William Easterly points to a paper by Dr Kevin Davis, which looks at the relationship between the rule of law and development. The prevailing wisdom in development policy right now is that a strong legal system that protects and enforces property rights is a necessary condition for economic development. Davis's review of the research on this relationship shows a more murky connection between the law and development (in Easterly's words):
Two current measures of “rule of law” used by economists in “institutions cause development” econometric research are by their own description a mixture of some characteristics of the legal system with a long list of non-legalistic factors such as “popular observance of the law,” “a very high crime rate or if the law is routinely ignored without effective sanction (for example, widespread illegal strikes),” “losses and costs of crime,” “corruption in banking,” “crime,” “theft and crime,” “crime and theft as obstacles to business,” “extent of tax evasion,” “costs of organized crime for business” and “kidnapping of foreigners.” Showing that this mishmash is correlated with achieving development tells you what exactly? Hire bodyguards for foreigners?

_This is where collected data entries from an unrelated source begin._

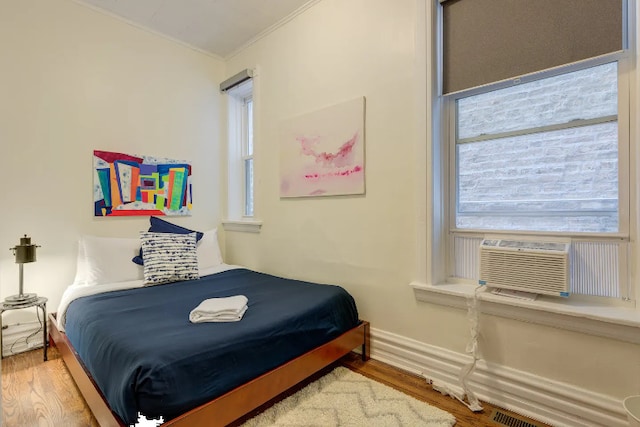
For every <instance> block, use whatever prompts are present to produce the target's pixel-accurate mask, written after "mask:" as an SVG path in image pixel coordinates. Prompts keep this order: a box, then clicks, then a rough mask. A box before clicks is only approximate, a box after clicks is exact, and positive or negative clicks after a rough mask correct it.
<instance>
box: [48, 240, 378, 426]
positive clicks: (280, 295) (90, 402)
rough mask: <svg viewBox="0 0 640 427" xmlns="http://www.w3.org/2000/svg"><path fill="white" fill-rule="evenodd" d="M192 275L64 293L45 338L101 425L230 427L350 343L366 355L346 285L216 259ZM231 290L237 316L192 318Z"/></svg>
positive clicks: (123, 281)
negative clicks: (153, 418)
mask: <svg viewBox="0 0 640 427" xmlns="http://www.w3.org/2000/svg"><path fill="white" fill-rule="evenodd" d="M101 243H103V242H101ZM88 246H89V247H90V245H88ZM200 271H201V274H200V277H199V278H198V279H194V280H186V281H177V282H172V283H165V284H162V285H159V286H143V285H142V283H141V280H130V281H120V282H113V283H111V282H110V283H101V284H100V285H99V286H86V284H80V285H76V286H71V287H70V288H69V289H68V290H67V292H65V295H64V296H63V299H62V302H61V304H60V307H59V309H58V312H57V313H55V314H53V315H51V316H50V331H51V333H50V342H51V343H52V344H53V345H56V346H57V347H58V348H59V349H60V352H61V354H62V357H63V359H64V361H65V363H66V365H67V367H68V368H69V371H70V373H71V375H72V376H73V378H74V380H75V382H76V384H77V385H78V387H79V389H80V391H81V392H82V394H83V396H84V397H85V400H86V401H87V403H88V405H89V407H90V408H91V410H92V412H93V413H94V415H95V417H96V419H97V420H98V422H99V423H100V425H104V426H111V425H113V426H126V425H132V424H134V423H135V422H136V421H137V417H138V413H142V414H143V415H145V416H148V417H150V418H154V417H160V416H161V417H163V419H164V420H165V423H164V424H163V425H167V426H197V425H203V426H204V425H206V426H212V425H227V424H229V423H231V422H233V421H234V420H236V419H238V418H239V417H241V416H242V415H244V414H246V413H248V412H250V411H252V410H253V409H255V408H257V407H259V406H260V405H262V404H263V403H265V402H267V401H269V400H271V399H272V398H274V397H276V396H277V395H279V394H280V393H282V392H283V391H286V390H287V389H289V388H290V387H292V386H294V385H296V384H297V383H299V382H300V381H302V380H304V379H305V378H307V377H309V376H311V375H312V374H314V373H315V372H317V371H318V370H320V369H322V368H324V367H326V366H328V365H329V364H331V363H333V362H335V361H337V360H338V359H339V358H341V357H342V356H344V355H345V354H347V353H349V352H350V351H351V350H354V349H356V348H360V349H361V352H362V357H363V358H365V359H366V358H368V352H369V349H368V340H369V336H368V332H369V325H368V323H367V322H363V321H361V320H359V318H358V313H357V308H356V306H355V302H354V300H353V298H352V297H351V295H349V294H348V293H347V292H346V291H345V290H344V289H343V288H341V287H339V286H335V285H325V284H316V283H309V282H304V281H298V280H292V279H286V278H281V277H276V276H272V275H268V274H264V273H259V272H256V271H252V270H248V269H245V268H242V267H239V266H231V265H227V264H224V263H216V265H215V266H208V267H205V268H202V269H201V270H200ZM232 295H245V296H246V297H247V298H248V301H249V302H248V304H247V305H248V309H247V311H246V312H245V314H244V315H243V316H242V320H240V321H238V322H226V323H217V322H215V323H198V324H194V323H191V322H189V317H188V315H189V311H190V310H191V309H193V308H194V307H195V306H197V305H198V303H199V302H201V301H202V300H204V299H206V298H215V297H226V296H232Z"/></svg>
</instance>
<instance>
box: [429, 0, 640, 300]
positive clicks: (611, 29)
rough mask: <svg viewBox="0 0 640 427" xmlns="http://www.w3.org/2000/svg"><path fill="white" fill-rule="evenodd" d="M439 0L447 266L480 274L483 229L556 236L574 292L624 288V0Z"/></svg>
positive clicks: (627, 146)
mask: <svg viewBox="0 0 640 427" xmlns="http://www.w3.org/2000/svg"><path fill="white" fill-rule="evenodd" d="M440 3H441V5H440V6H439V7H437V9H438V10H439V13H441V18H442V19H440V20H437V19H436V20H434V21H433V22H434V23H435V22H438V23H439V24H440V25H442V27H441V30H442V32H441V34H440V38H438V37H436V39H438V40H439V43H440V46H439V48H437V49H436V50H437V51H439V52H440V55H441V57H440V61H439V63H441V64H442V65H441V67H440V68H438V69H437V70H436V74H434V76H435V75H437V79H438V80H439V81H440V82H441V84H440V87H441V88H442V89H441V90H442V91H443V92H444V94H440V100H441V101H442V103H441V104H439V105H440V107H441V108H440V109H437V110H436V114H435V116H434V117H437V114H438V112H440V113H441V120H440V121H439V123H440V124H441V126H440V127H439V129H436V131H435V137H436V138H439V139H440V140H441V146H440V148H441V150H436V151H435V153H436V157H435V160H436V161H437V160H438V159H439V158H438V156H437V155H438V153H439V155H440V156H441V157H442V158H444V157H446V156H447V155H448V158H449V161H448V162H443V163H442V165H443V166H444V171H443V172H442V175H441V176H440V178H439V179H440V180H441V184H442V188H443V190H444V189H447V187H448V190H449V191H448V192H446V191H444V192H443V194H442V195H441V196H439V197H441V198H442V201H443V202H445V206H446V207H447V208H448V209H447V213H448V214H445V215H444V216H443V218H444V219H443V220H442V221H441V222H440V223H435V224H434V227H438V226H440V227H442V231H445V230H447V231H448V233H445V234H442V236H443V238H442V242H441V243H439V242H438V241H434V242H433V243H434V244H435V245H438V244H441V245H442V247H443V248H444V249H446V250H445V251H444V253H446V254H448V255H447V260H448V262H446V263H445V265H446V267H445V269H446V271H444V272H443V273H444V276H445V277H448V278H449V279H447V280H454V281H457V280H462V281H465V280H466V281H469V282H471V283H477V279H478V277H477V275H478V263H479V259H478V245H479V243H480V242H481V241H482V239H483V238H485V237H487V236H493V235H503V236H506V235H508V236H521V237H522V238H529V239H531V238H533V239H536V240H544V239H559V238H562V239H569V240H570V241H571V250H570V252H571V253H570V256H571V263H570V265H571V267H570V268H571V271H570V286H571V294H572V295H576V294H581V295H587V296H589V297H591V298H593V297H605V298H607V299H608V300H610V301H613V299H618V300H621V301H627V300H630V299H632V298H633V295H634V292H633V289H632V286H631V282H630V280H629V277H630V272H629V262H628V261H627V257H628V254H629V253H630V236H629V233H630V229H631V227H630V218H631V217H632V214H633V215H635V211H631V210H630V205H629V188H630V178H629V177H630V168H631V165H630V163H629V147H630V143H629V141H630V131H629V129H630V120H629V110H630V106H629V105H630V103H629V99H630V98H629V93H630V84H629V80H630V77H629V76H630V74H631V70H632V68H633V67H632V66H631V64H632V55H631V53H630V52H629V51H628V50H625V46H626V34H625V29H626V28H627V25H626V24H624V22H625V20H626V15H627V14H626V12H625V7H626V2H623V1H620V2H616V1H613V2H594V1H590V2H588V4H587V3H580V2H576V1H575V0H566V1H563V2H547V1H546V0H545V1H543V2H492V1H488V0H480V1H470V0H457V1H451V0H440ZM579 5H580V6H582V5H584V7H582V8H577V6H579ZM547 6H549V7H547ZM578 9H580V10H579V13H578V14H577V15H575V13H576V12H577V11H578ZM578 15H579V16H578ZM562 16H564V17H566V18H567V21H566V22H570V25H568V26H566V28H565V27H562V28H558V27H557V22H561V21H562V22H565V21H564V18H560V17H562ZM514 21H515V22H519V23H521V25H514ZM594 26H598V27H599V28H604V27H606V28H608V29H607V30H606V34H605V35H597V34H595V33H593V32H589V31H586V30H584V29H585V28H593V27H594ZM569 27H571V28H569ZM488 28H490V29H491V30H490V31H489V30H487V29H488ZM513 28H518V31H516V33H517V34H515V35H513V36H512V35H511V32H512V29H513ZM541 28H545V29H547V31H546V32H542V31H541V30H540V29H541ZM564 30H567V31H566V32H564V33H563V31H564ZM605 39H606V40H605ZM514 40H517V42H514ZM530 40H532V41H530ZM548 46H554V49H548V48H547V47H548ZM576 47H579V49H578V48H576ZM483 49H484V50H483ZM576 51H579V52H577V55H578V57H574V56H573V55H574V54H576ZM434 94H435V92H434ZM435 96H437V94H436V95H435ZM434 123H435V122H434ZM442 158H441V160H442ZM436 166H437V163H436ZM437 170H438V169H437V168H436V171H437ZM447 181H448V186H447V184H446V182H447ZM434 182H435V183H436V185H437V184H438V177H437V175H436V178H435V181H434ZM435 194H436V197H438V192H437V190H436V193H435ZM434 203H438V202H437V199H436V201H434ZM434 217H435V218H437V216H434ZM436 231H437V229H436ZM434 235H435V236H437V233H436V232H434ZM432 263H433V264H434V265H436V264H437V263H438V261H437V260H434V261H432ZM440 280H442V279H440Z"/></svg>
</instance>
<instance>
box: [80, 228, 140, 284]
mask: <svg viewBox="0 0 640 427" xmlns="http://www.w3.org/2000/svg"><path fill="white" fill-rule="evenodd" d="M82 246H83V248H84V256H85V259H86V263H85V265H86V283H87V284H89V285H102V284H105V283H115V282H125V281H130V280H141V279H142V278H143V275H142V273H143V272H142V266H139V265H137V264H135V263H133V262H131V258H133V257H134V256H135V255H137V254H138V251H139V250H140V239H134V238H120V237H97V236H84V237H83V238H82Z"/></svg>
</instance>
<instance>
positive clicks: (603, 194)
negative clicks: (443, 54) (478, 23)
mask: <svg viewBox="0 0 640 427" xmlns="http://www.w3.org/2000/svg"><path fill="white" fill-rule="evenodd" d="M617 65H618V63H617V62H610V63H606V64H603V65H598V66H594V67H588V68H584V69H579V70H577V71H569V72H566V73H563V74H560V75H555V76H552V77H547V78H543V79H540V80H535V81H531V82H529V83H524V84H515V85H513V86H510V87H506V88H502V89H497V90H486V91H483V92H481V93H478V94H475V95H471V96H464V94H463V95H461V96H459V97H456V98H455V101H454V102H455V124H456V129H455V142H454V144H452V146H454V147H455V153H454V157H455V159H456V164H455V173H456V174H455V180H454V181H455V183H456V187H455V189H454V191H455V194H456V195H457V198H456V207H455V210H454V212H455V220H454V223H455V227H456V228H458V229H476V230H508V231H551V232H555V231H557V232H593V233H617V232H618V231H620V219H619V213H620V204H619V179H618V174H619V170H618V169H619V168H618V156H619V153H618V66H617ZM623 228H624V227H623Z"/></svg>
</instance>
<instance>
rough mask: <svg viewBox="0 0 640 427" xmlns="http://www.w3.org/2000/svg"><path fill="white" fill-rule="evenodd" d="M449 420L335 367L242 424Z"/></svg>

What's missing in the recognition that law is not a technical fix. Better trained judges, better designed constitutions, and more effective Parliaments, do not in themselves create a democratic and progressive polities. A society governed by rules (that are hopefully just) requires a much deeper internalization of what the rules are, and the widespread will to follow them. In other words, people have to want to do what is right even when no one is looking. The pervasive threat of enforcement is not strong enough to hold a society together, even if it may be enough to start businesses more easily.